Learning lessons of “going mobile”

  • 1 Comment

I believe as a social enterprise, and as an NHS healthcare provider, we need to be much more efficient with money and time. By doing this, we can ensure the current economic climate does not impact on quality of care.

As someone who has always seen mobile working as a big opportunity for healthcare organisations, I was excited to learn my team at Bristol Community Health would be piloting mobile workflow management technology.

A major part of our strategy is increasing our “time to care”, and this technology is designed specifically for our clinicians to spend more time with patients.

We’re looking to launch the TotalMobile App Platform pilot live this summer within our community healthcare teams and our community phlebotomy service. This will allow our clinicians to view their patient visits for the day, update patient information and clinical notes as well as record clinical activities and outcome appointments at the point of patient contact. These teams will also be able to access their emails, use maps as navigation and access the internet.

With the current financial pressure on the healthcare system, not to mention resourcing challenges, I think it is important that our teams understand how mobile technology can help us to carry out our daily activities more efficiently without compromising care quality.

Ultimately, our lives are made easier as the burden of paperwork is lessened!

I have made a few observations in the run-up to our go-live date for the pilot.

Clinical staff input is vital for the solution build and staff engagement

A success of the pilot so far has been involving clinicians in every step of the way, through running workshops to look at how the solution could be built for us.

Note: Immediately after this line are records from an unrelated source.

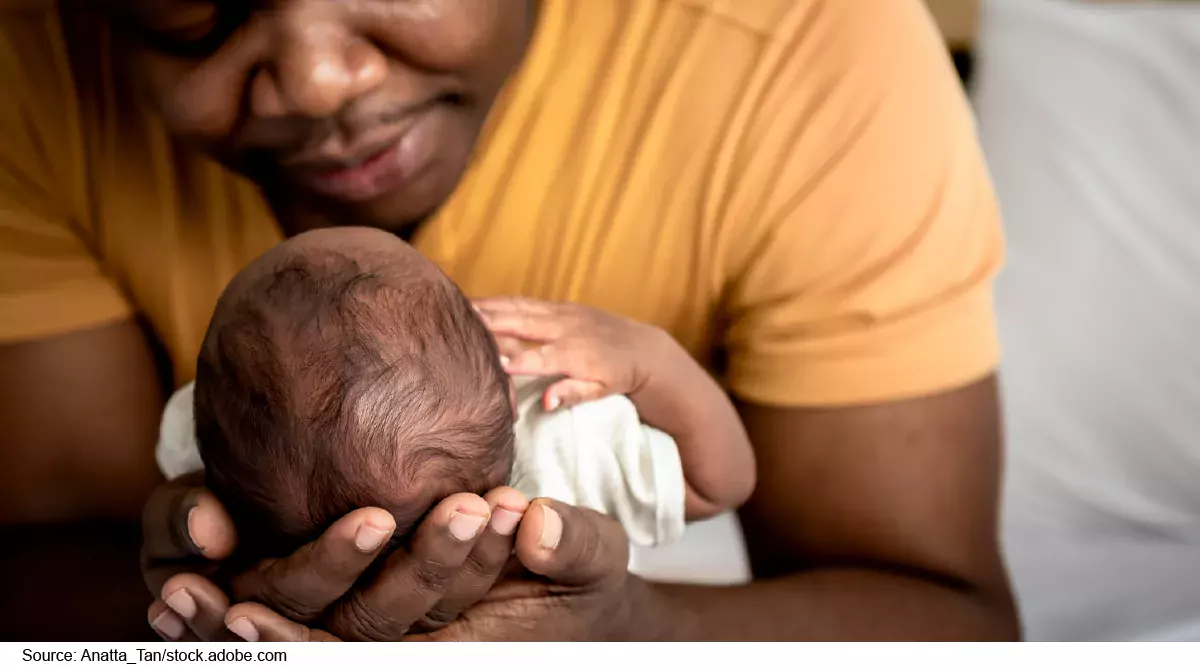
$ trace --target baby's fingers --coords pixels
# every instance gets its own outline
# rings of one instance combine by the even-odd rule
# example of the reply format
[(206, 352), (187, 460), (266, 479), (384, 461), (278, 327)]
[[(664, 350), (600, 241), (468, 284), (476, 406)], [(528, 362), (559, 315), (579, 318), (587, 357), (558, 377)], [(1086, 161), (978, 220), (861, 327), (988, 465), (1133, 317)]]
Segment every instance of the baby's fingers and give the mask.
[(586, 379), (562, 379), (546, 389), (541, 397), (547, 412), (566, 409), (590, 400), (600, 400), (610, 395), (608, 388), (599, 382)]
[(524, 349), (504, 364), (509, 375), (553, 377), (563, 375), (575, 379), (594, 379), (592, 357), (571, 341), (554, 342)]
[(502, 301), (476, 301), (475, 310), (484, 325), (493, 335), (506, 335), (532, 342), (551, 342), (568, 331), (566, 313), (560, 307), (540, 303), (528, 306), (523, 298), (500, 299)]

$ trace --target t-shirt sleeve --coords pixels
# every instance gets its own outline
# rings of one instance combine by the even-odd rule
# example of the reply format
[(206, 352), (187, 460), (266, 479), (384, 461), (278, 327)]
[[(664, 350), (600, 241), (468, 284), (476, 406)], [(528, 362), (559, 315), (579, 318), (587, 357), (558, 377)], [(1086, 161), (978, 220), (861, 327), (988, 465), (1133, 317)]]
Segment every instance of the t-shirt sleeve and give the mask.
[(978, 381), (998, 358), (1003, 241), (932, 19), (918, 0), (798, 5), (725, 166), (728, 384), (832, 406)]
[(86, 221), (83, 140), (53, 10), (0, 10), (0, 343), (130, 316)]

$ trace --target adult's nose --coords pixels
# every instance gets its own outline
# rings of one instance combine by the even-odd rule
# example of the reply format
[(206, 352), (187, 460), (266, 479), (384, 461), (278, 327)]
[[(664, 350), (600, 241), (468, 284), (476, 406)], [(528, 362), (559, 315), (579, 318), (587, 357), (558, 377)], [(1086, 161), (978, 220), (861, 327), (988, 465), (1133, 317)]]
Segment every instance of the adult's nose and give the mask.
[(302, 5), (278, 7), (271, 17), (270, 55), (251, 82), (256, 115), (329, 116), (388, 76), (386, 56), (341, 12)]

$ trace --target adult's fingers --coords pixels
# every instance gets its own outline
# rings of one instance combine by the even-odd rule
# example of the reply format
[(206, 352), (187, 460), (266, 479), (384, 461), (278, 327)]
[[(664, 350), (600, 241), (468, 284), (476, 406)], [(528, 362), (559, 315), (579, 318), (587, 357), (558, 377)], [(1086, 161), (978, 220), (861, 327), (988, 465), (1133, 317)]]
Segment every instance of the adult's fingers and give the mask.
[(410, 549), (392, 552), (371, 584), (335, 605), (326, 628), (346, 640), (400, 640), (449, 592), (490, 518), (487, 501), (472, 493), (438, 503)]
[(395, 531), (396, 520), (388, 512), (356, 509), (292, 556), (264, 561), (234, 578), (234, 599), (262, 603), (311, 623), (354, 586)]
[(458, 618), (460, 614), (491, 591), (509, 557), (512, 556), (517, 526), (529, 507), (529, 501), (521, 491), (509, 486), (490, 491), (484, 499), (487, 501), (492, 514), (487, 528), (475, 540), (475, 546), (445, 596), (415, 628), (424, 632), (437, 630)]
[(224, 506), (186, 475), (158, 486), (142, 514), (142, 572), (157, 593), (170, 576), (233, 554), (238, 533)]
[[(191, 636), (202, 642), (230, 640), (224, 627), (229, 598), (211, 581), (194, 574), (175, 575), (163, 585), (161, 598)], [(161, 630), (158, 626), (155, 629)]]
[(516, 552), (534, 574), (564, 586), (590, 586), (625, 574), (629, 536), (598, 512), (538, 498), (517, 530)]
[(562, 379), (554, 382), (542, 394), (541, 403), (547, 412), (575, 407), (589, 400), (599, 400), (608, 395), (608, 389), (599, 382), (586, 379)]
[(302, 623), (288, 621), (258, 603), (241, 603), (229, 608), (226, 627), (247, 642), (337, 642), (324, 630), (313, 630)]
[(192, 629), (187, 627), (187, 623), (162, 600), (155, 600), (146, 610), (146, 622), (150, 623), (150, 628), (164, 641), (200, 641), (196, 633), (192, 633)]

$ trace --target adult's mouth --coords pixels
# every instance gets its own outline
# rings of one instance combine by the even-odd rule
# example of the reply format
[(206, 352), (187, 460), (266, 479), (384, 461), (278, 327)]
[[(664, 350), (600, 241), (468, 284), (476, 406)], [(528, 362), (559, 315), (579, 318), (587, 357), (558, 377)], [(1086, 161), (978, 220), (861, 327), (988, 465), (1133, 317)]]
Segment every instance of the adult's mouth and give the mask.
[(342, 151), (310, 152), (283, 163), (289, 180), (344, 202), (368, 202), (421, 177), (437, 154), (446, 110), (438, 101), (396, 125), (366, 133)]

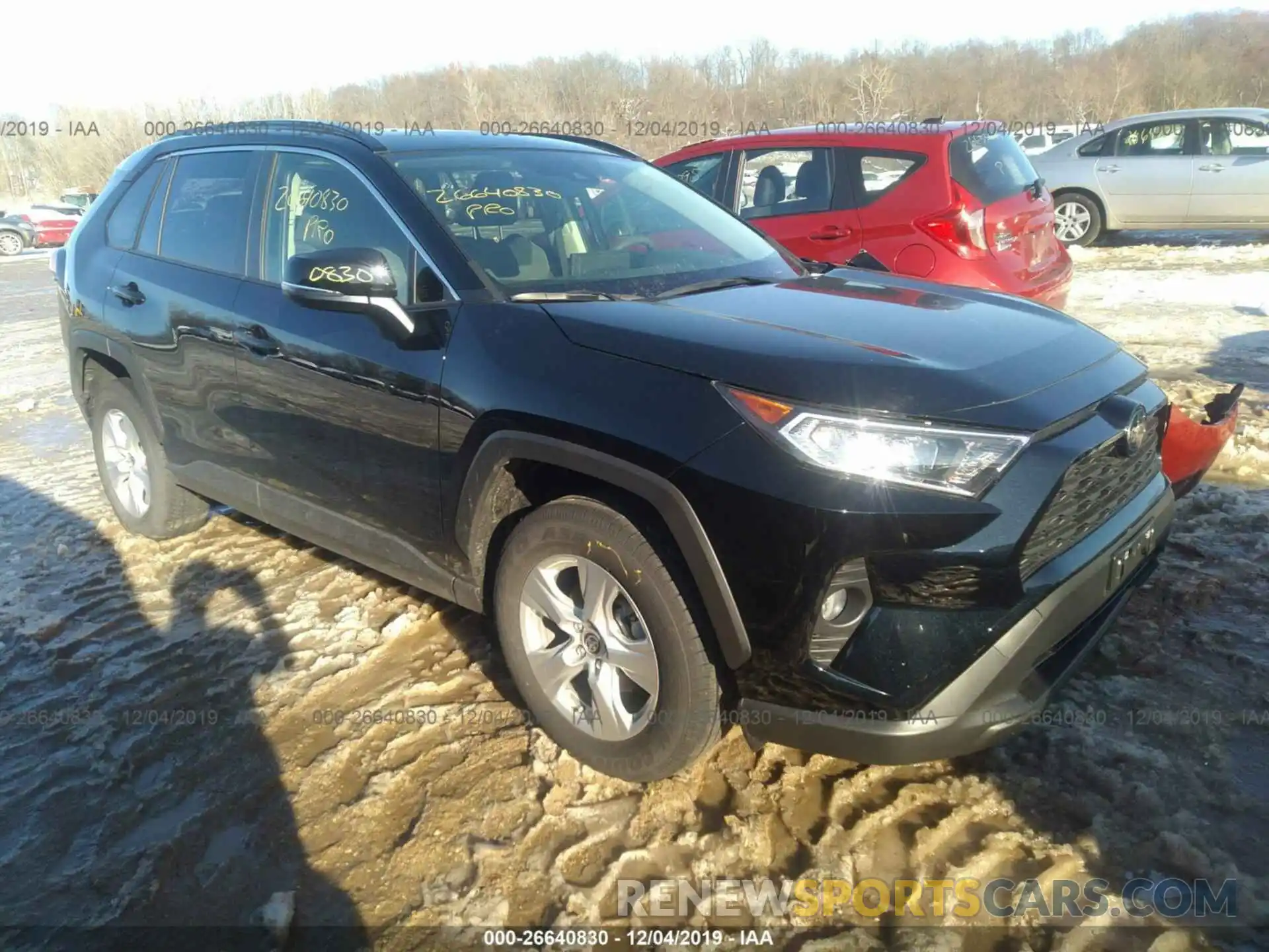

For example, we are looking into what patient information could be pulled down from our database onto the device, which forms and processes could be built into the solution and how this information could be sent back to our database.

Clinical input at key stages of the pilot has helped engage health professionals with the mobile technology that is ultimately being designed to make their life easier.

Patient involvement

We are looking to involve patients more in their care, supporting the Department of Health’s shared decision-making agenda. During the pilot, our community staff will be able to update patient records and complete treatment plans in real-time. This empowers patients and involves them in their care. They will also be able to sign an electronic form on the device to confirm their consent for their care.

Increasing the availability of patient information

Rather than complete notes on paper and store them at our team bases,the solution will enable us to have significantly more patient assessment and treatment information electronically, which can be assessed by others involved in the patient’s care. Clinicians will be able to update patient records in real-time, improving accuracy.

Good technology is easy to adopt

I gave a tablet computer with the TotalMobile App Platform on to a team leader of mine recently without telling her how to use it. She was able open up a form, complete and submit it without any guidance – it’s very intuitive!

We are all really looking forward to implementing the solution and evaluating the pilot outcomes.

Zoe Harris is functional lead for mobile working and team manager at Bristol Community Health

  • 1 Comment

Readers' comments (1)

  • michael stone

    'we can ensure the current economic climate does not impact on quality of care.'

    You can't state that until after the event - you might HOPE that something you are doing will prevent the current economic climate from impacting on the quality of care (and, I wish you luck on that - you'll need it) but you can't logically state it as a fact before the event !

    'impacts less' seems more reasonable, as a suggestion/claim/objective.